Automutilation : qu’est-ce que c’est, causes, types et traitement

L’automutilation signifie se faire du mal volontairement. Les gens peuvent s’automutiler pour de nombreuses raisons. Pour certains, cela peut être un soulagement, comme retirer le couvercle d’une cocotte minute. D’autres pourraient s’automutiler parce que la douleur physique pourrait leur rappeler qu’ils sont en vie. Mais l’automutilation peut parfois être plus grave que prévu ou conduire à une infection. Un traitement est disponible.

Aperçu

Qu’est-ce que l’automutilation ?

L’automutilation, c’est quand vous vous blessez volontairement. Également connu sous le nom de trouble d’automutilation non suicidaire, les personnes qui s’automutilent font des choses pour se blesser mais ne veulent pas causer la mort. Ils peuvent se blesser :

  • Pour les aider à faire face. Certaines personnes s’automutilent parce que cela leur fait du bien, pour prouver qu’elles peuvent tolérer la douleur ou pour soulager des sentiments négatifs.
  • Pour diriger l’émotion vers l’intérieur.

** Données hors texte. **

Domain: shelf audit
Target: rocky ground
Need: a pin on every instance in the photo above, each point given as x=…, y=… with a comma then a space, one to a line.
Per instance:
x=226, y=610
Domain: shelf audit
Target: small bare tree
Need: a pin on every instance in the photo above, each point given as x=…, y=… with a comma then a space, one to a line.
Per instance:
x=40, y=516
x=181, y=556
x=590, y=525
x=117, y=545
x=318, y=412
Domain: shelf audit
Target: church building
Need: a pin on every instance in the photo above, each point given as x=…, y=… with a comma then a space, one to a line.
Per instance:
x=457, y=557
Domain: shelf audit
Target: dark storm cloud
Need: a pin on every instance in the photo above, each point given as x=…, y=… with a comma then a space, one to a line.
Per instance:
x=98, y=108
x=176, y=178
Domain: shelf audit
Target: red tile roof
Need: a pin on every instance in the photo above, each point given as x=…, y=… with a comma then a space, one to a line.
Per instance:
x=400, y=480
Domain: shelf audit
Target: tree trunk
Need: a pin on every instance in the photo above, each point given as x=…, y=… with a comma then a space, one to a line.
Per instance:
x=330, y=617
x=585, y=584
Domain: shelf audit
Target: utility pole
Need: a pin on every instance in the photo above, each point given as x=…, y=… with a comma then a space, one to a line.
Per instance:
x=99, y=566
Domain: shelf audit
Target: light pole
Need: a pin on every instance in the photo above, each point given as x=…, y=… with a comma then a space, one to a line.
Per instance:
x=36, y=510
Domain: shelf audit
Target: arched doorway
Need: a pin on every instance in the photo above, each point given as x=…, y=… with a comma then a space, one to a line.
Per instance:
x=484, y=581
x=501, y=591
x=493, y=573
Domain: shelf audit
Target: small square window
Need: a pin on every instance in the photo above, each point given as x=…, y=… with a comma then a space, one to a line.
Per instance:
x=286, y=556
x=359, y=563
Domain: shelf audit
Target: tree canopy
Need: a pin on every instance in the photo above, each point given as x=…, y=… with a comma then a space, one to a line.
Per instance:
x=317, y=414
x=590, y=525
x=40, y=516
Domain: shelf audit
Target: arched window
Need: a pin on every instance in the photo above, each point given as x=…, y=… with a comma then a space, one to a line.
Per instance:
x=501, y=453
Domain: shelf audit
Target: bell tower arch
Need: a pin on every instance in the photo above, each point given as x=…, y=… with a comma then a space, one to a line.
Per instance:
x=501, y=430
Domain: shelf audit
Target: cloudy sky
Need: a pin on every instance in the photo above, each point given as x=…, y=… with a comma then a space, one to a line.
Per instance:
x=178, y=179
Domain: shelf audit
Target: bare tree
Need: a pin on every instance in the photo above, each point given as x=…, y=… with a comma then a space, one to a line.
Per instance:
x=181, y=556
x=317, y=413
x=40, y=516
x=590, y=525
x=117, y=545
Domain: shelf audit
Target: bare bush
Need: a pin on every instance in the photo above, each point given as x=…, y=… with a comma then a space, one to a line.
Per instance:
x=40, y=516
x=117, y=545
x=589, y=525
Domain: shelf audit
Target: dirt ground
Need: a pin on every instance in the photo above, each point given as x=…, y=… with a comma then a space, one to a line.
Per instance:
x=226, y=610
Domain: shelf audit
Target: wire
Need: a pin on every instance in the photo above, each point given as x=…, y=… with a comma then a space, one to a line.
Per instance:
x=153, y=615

Certaines personnes s’automutilent pour se punir ou pour rejeter leur colère sur elles-mêmes.
  • Pour communiquer avec les autresqu’ils sont en détresse ou ont besoin de soutien.

Comment les personnes atteintes de ce trouble se font-elles du mal ?

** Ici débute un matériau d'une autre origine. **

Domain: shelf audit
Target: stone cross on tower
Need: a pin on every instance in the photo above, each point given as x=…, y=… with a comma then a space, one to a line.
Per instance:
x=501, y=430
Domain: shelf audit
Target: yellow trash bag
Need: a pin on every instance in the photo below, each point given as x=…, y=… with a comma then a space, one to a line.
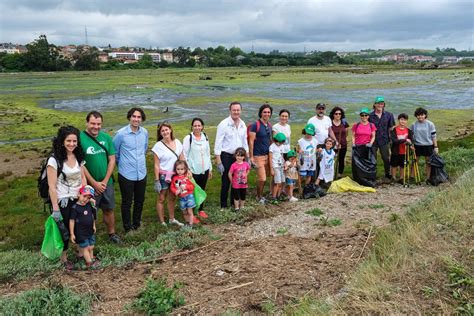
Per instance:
x=346, y=184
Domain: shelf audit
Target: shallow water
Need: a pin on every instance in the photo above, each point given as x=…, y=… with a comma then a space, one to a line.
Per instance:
x=403, y=92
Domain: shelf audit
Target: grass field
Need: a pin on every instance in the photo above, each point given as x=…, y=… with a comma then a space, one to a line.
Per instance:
x=25, y=104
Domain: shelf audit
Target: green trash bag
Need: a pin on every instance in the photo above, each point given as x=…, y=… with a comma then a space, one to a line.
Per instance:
x=53, y=244
x=199, y=194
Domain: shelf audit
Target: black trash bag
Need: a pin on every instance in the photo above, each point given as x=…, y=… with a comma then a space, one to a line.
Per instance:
x=438, y=173
x=364, y=166
x=310, y=191
x=63, y=230
x=313, y=191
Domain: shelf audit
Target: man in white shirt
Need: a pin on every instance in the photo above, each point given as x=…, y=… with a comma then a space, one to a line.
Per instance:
x=231, y=134
x=322, y=124
x=322, y=127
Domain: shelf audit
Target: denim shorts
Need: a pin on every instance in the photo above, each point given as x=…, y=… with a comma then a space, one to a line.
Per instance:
x=88, y=242
x=307, y=173
x=164, y=185
x=187, y=202
x=279, y=175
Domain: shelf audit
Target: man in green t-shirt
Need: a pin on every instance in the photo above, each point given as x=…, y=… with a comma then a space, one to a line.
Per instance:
x=99, y=152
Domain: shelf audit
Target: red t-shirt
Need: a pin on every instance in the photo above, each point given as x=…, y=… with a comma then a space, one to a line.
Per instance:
x=402, y=134
x=182, y=185
x=239, y=175
x=363, y=133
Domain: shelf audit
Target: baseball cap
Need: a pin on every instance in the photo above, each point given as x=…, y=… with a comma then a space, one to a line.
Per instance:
x=364, y=110
x=279, y=137
x=379, y=99
x=309, y=129
x=87, y=190
x=291, y=153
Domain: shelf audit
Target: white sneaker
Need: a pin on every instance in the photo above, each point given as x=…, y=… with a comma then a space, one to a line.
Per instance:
x=176, y=222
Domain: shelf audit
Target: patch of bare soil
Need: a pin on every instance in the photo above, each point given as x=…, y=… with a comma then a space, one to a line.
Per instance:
x=19, y=164
x=271, y=259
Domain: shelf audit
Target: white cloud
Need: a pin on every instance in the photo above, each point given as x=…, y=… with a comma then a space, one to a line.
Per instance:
x=283, y=25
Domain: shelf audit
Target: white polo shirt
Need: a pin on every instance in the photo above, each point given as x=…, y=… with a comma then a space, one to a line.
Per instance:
x=229, y=137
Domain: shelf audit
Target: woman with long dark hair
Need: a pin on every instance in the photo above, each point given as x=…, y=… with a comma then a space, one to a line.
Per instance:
x=340, y=128
x=65, y=177
x=197, y=151
x=166, y=152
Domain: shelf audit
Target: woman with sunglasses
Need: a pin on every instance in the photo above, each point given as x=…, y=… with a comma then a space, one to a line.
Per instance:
x=363, y=132
x=363, y=162
x=340, y=128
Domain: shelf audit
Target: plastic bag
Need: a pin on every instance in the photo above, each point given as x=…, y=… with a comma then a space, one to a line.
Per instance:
x=53, y=244
x=312, y=190
x=438, y=173
x=364, y=166
x=199, y=194
x=346, y=184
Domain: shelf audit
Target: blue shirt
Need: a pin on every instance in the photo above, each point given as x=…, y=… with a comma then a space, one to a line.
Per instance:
x=263, y=139
x=130, y=153
x=384, y=125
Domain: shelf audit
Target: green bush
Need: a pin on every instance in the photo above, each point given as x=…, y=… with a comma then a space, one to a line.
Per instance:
x=21, y=264
x=55, y=301
x=158, y=299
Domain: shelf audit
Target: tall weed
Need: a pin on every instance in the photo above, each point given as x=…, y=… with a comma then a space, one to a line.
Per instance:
x=53, y=301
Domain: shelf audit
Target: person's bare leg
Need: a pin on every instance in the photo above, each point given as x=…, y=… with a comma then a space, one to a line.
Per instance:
x=260, y=187
x=160, y=206
x=109, y=220
x=171, y=205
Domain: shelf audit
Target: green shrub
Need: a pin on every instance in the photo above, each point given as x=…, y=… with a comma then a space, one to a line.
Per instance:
x=21, y=264
x=55, y=301
x=158, y=299
x=315, y=212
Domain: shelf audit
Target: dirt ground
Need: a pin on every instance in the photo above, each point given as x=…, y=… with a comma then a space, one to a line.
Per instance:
x=275, y=259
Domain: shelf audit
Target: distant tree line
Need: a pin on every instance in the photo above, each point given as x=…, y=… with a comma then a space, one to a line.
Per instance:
x=43, y=56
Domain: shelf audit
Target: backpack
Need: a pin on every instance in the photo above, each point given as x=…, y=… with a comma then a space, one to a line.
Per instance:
x=43, y=187
x=258, y=128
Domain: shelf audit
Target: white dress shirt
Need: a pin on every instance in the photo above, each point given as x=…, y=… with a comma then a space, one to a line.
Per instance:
x=229, y=137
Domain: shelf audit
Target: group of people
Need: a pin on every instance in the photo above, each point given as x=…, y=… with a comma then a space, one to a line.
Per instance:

L’automutilation peut prendre plusieurs formes. Certains sont plus courants que d’autres, mais tous comportent des risques. Certains des comportements d’automutilation les plus courants comprennent :

  • Coupeavec des objets pointus pour percer ou blesser la peau.
  • Brûlantavec quelque chose de chaud comme des cigarettes, des allumettes ou des objets pointus chauffés, ou avec des produits chimiques comme des produits d’entretien ménager.
  • Frappeavec des objets solides – comme frapper un mur – ce qui peut entraîner des blessures par impact.
  • Gratter/frottercela entraîne des lésions cutanées.

Symptômes et causes

Quels sont les symptômes d’une automutilation non suicidaire ?

Si vous vous automutilez, vous pouvez essayer de le cacher à votre entourage. Vous pouvez porter des manches longues ou des pantalons pour vous couvrir, même s’il fait chaud dehors. Ou vous pourriez raconter des histoires pour expliquer vos blessures comme un accident. Même ainsi, d’autres personnes pourraient remarquer les symptômes d’automutilation suivants :

  • Des croûtes ou des cicatrices d’une forme ou d’une grappe particulière.
  • Brûlures multiples de même taille ou forme.
  • Accidents fréquents qui entraînent de nouvelles égratignures, marques de morsures, ecchymoses ou gonflements.
  • Problèmes de contrôle des impulsions, comme s’ils ne pouvaient tout simplement pas arrêter de gratter une zone de la peau.

À quels endroits du corps les gens s’automutilent-ils ?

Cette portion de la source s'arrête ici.